Salman pulang dengan pikiran
hampa. Namun ia masih harus menemukan cara bagaimana menghadapi Prof. Budi
minggu depan.
***
Suatu siang di hari
minggu, ketika sengatan panas matahari sudah tak mau diajak kompromi lagi,
Salman kembali bersua dengan Udin. Di kejauhan Udin nampak mengelus-ngelus
leher depannya. Tenggorokannya pasti kering, jauh dari air setelah seharian
berteriak-teriak menawarkan koran.
“Din, minum dulu yuk, kesitu” Ajak Salman. Menunjuk ke
sebuah gerobak es cendol. Udin mengiyakan.
Mereka berdua duduk di bangku
kayu reyot, langsung disambut senyum penjual cendol yang menampakkan gigi-gigi
hitamnya. “Pasti jarang sikat gigi ...“ gumam Salman dalam hati, sedikit tidak
nyaman dengan penyambutan itu.
“Capek Din?”
“Sudah biasa Bang. Kesibukan membuat kita lelah,
waktu luang membuat kita rusak”
Salman tersedak mendengar jawaban si
Udin. cendol terasa masuk ke saluran yang salah. Teringat berapa banyak waktu
yang digunakannya untuk bermain playstation.
“Abang kuliah jurusan
apa?
“Manajemen, Din.”
“Woaah, itu keren
sekali. Udin sangat mengagumi Pak Rhenald Kasali, pakar manajeman pemasaran itu.”
matanya tampak berbinar.
Udin anak yang sangat
serba ingin tahu. Ia bertanya ini dan itu tentang ilmu manajemen. Ia sama
sekali tak terpengaruh reaksi Salman yang tak lagi antusias berbicara soal
kuliah karena suntuk dengan tugas akhirnya.
“Semester
berapa Bang?”
“Ehm....semester
akhir” Salman menjawab dengan ragu.
Semoga ini benar yang terakhir.
Sebenarnya ia sendiri lupa berapa jumlah semester yang telah ia lewati.
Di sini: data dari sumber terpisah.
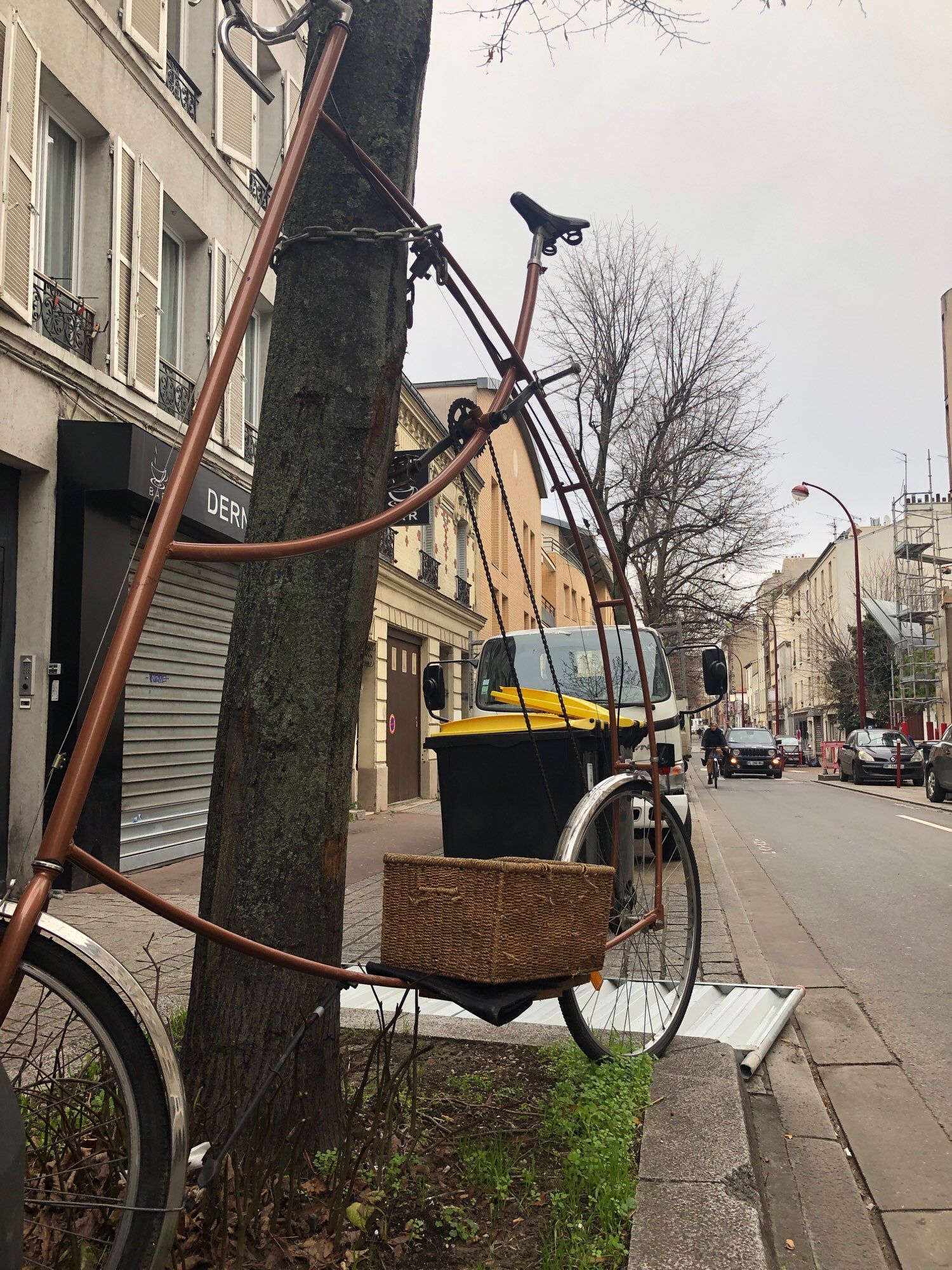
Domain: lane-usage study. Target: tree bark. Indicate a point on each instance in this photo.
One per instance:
(276, 846)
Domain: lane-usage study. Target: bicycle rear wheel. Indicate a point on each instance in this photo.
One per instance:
(95, 1113)
(648, 980)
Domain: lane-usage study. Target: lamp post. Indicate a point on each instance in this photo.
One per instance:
(776, 680)
(800, 493)
(743, 713)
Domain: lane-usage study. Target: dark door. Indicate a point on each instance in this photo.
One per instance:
(10, 488)
(403, 719)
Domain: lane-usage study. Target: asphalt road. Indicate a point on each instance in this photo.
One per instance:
(874, 891)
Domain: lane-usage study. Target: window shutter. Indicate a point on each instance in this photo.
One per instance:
(147, 280)
(20, 104)
(235, 104)
(218, 311)
(121, 331)
(145, 22)
(235, 394)
(293, 104)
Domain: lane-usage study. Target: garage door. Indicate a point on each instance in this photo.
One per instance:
(173, 695)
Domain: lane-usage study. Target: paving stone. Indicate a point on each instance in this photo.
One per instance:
(842, 1236)
(908, 1170)
(837, 1031)
(922, 1241)
(799, 1100)
(695, 1226)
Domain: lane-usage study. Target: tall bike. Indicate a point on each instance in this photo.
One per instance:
(100, 1086)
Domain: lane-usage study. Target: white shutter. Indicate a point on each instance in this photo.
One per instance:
(291, 106)
(145, 22)
(232, 413)
(173, 697)
(20, 104)
(237, 104)
(147, 280)
(218, 309)
(121, 331)
(235, 396)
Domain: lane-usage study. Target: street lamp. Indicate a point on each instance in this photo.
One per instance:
(800, 493)
(743, 714)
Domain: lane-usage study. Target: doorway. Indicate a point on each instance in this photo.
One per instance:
(403, 718)
(10, 492)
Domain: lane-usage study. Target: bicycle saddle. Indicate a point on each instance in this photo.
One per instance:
(554, 228)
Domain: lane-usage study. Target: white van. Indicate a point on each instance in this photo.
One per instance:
(577, 657)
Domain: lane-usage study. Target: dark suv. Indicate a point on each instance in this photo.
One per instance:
(752, 752)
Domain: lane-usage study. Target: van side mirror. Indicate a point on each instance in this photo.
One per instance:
(435, 688)
(714, 666)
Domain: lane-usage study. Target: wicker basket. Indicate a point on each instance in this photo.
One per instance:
(494, 921)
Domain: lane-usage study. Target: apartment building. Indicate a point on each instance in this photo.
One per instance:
(425, 612)
(135, 168)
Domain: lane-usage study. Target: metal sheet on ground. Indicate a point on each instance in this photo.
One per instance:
(747, 1017)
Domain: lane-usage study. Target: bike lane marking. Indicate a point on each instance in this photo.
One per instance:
(931, 824)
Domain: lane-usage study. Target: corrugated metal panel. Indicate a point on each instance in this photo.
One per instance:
(747, 1017)
(173, 695)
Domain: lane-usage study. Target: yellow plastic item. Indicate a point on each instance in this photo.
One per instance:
(489, 725)
(539, 699)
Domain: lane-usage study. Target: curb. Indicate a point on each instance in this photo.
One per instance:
(699, 1201)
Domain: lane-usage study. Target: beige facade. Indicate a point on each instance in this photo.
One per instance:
(426, 592)
(525, 487)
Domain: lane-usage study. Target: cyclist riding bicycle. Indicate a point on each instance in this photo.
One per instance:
(713, 744)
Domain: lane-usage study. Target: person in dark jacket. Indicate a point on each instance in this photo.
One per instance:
(714, 742)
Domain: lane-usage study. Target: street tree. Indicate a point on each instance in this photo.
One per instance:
(671, 421)
(276, 843)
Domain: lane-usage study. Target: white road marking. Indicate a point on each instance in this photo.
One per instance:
(931, 824)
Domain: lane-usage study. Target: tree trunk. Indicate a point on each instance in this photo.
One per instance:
(276, 846)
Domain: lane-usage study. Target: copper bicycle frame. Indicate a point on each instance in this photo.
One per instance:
(58, 845)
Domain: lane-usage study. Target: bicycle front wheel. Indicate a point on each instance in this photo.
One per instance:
(639, 1001)
(95, 1114)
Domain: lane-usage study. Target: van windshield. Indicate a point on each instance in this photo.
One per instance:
(577, 657)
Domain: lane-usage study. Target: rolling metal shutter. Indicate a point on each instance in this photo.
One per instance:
(173, 694)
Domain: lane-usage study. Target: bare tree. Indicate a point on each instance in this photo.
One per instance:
(671, 422)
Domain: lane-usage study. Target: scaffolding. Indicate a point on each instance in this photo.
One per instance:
(918, 562)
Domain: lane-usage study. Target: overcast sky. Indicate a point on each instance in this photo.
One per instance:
(807, 149)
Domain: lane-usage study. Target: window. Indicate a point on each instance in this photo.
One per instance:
(171, 328)
(252, 373)
(59, 229)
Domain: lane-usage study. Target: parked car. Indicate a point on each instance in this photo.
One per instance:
(793, 750)
(752, 752)
(939, 769)
(870, 755)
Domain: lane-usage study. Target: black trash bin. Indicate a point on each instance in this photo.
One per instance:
(493, 794)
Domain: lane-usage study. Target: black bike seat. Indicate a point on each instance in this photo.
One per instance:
(553, 227)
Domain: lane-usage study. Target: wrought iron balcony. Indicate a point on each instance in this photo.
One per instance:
(251, 443)
(63, 318)
(260, 187)
(182, 88)
(177, 392)
(388, 545)
(430, 571)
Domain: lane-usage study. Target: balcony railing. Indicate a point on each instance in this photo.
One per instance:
(260, 187)
(251, 443)
(388, 545)
(177, 392)
(182, 88)
(430, 571)
(63, 318)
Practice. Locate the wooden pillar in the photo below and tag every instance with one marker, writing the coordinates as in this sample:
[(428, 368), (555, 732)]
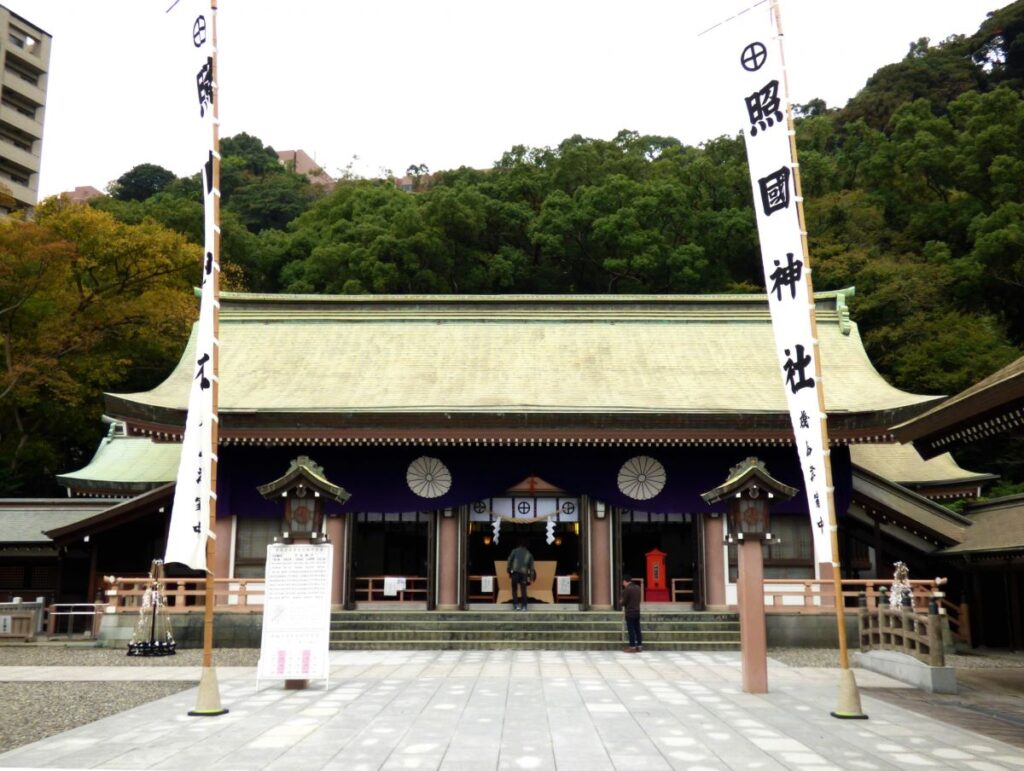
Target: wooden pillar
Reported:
[(600, 558), (336, 533), (93, 560), (449, 536), (879, 560), (222, 561), (714, 561), (348, 534), (753, 637)]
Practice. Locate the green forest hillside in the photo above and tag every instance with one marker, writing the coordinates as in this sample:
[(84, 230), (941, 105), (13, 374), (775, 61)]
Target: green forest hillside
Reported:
[(914, 195)]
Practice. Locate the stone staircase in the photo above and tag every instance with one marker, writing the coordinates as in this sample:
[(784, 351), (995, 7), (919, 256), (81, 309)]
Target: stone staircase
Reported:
[(540, 630)]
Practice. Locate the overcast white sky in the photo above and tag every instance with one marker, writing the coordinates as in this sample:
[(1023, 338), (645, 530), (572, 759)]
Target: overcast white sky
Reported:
[(438, 82)]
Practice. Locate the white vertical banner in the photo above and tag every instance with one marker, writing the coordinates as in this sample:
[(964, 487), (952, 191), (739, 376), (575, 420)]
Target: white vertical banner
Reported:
[(192, 24), (754, 53)]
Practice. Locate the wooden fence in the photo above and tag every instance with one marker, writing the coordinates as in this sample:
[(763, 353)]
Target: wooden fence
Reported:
[(185, 595), (903, 630), (818, 596)]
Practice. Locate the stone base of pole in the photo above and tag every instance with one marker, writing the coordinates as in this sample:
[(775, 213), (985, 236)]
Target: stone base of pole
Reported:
[(208, 699), (849, 697)]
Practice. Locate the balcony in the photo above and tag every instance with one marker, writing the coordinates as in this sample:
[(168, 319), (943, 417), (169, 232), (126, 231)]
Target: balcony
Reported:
[(17, 156), (11, 80), (24, 195), (20, 121)]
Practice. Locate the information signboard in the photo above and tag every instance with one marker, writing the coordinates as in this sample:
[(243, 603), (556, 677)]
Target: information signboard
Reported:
[(296, 612)]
Salman
segera mengganti topik pembicaraan.
“Semua ini karena
pemerintah yang korup. tak bermoral. hingga anak-anak sepertimu kesulitan
bersekolah. Jangan salahkan rakyat yang makin hari makin benci dan apatis.”
Salman
terdengar emosional seperti Ibu-Ibu yang melakukan demo karena kenaikan harga
sembako.
“Aku tidak membenci
pemerintah Bang. Daripada aku habiskan tenagaku untuk mencaci-maki pemerintah,
lebih baik kugunakan untuk belajar dan
berusaha memperbaiki bangsa ini”
“Lantas bagaimana
dengan para koruptor itu? Kamu rela kalau biaya pendidikan di korupsi??!! ”
“Bapakku pernah bilang,
biarlah itu menjadi urusan mereka dengan Tuhan. Yang paling banyak korupsinya,
paling lama dihisab di akhirat nanti.”
Mendengarnya, sontak
Salman tergelak luar biasa.
“Sayangnya para
koruptor mungkin sudah melupakan keberadaan Tuhan Din” Menggelikan bagi Salman membayangkan
ia mengkhotbai koruptor soal akhirat.
“Sebenarnya yang
sekarang diperlukan Indonesia adalah ilmu Abang...” Udin berucap dengan
khidmat. Setan pengamat politik menari-nari di pikirannya.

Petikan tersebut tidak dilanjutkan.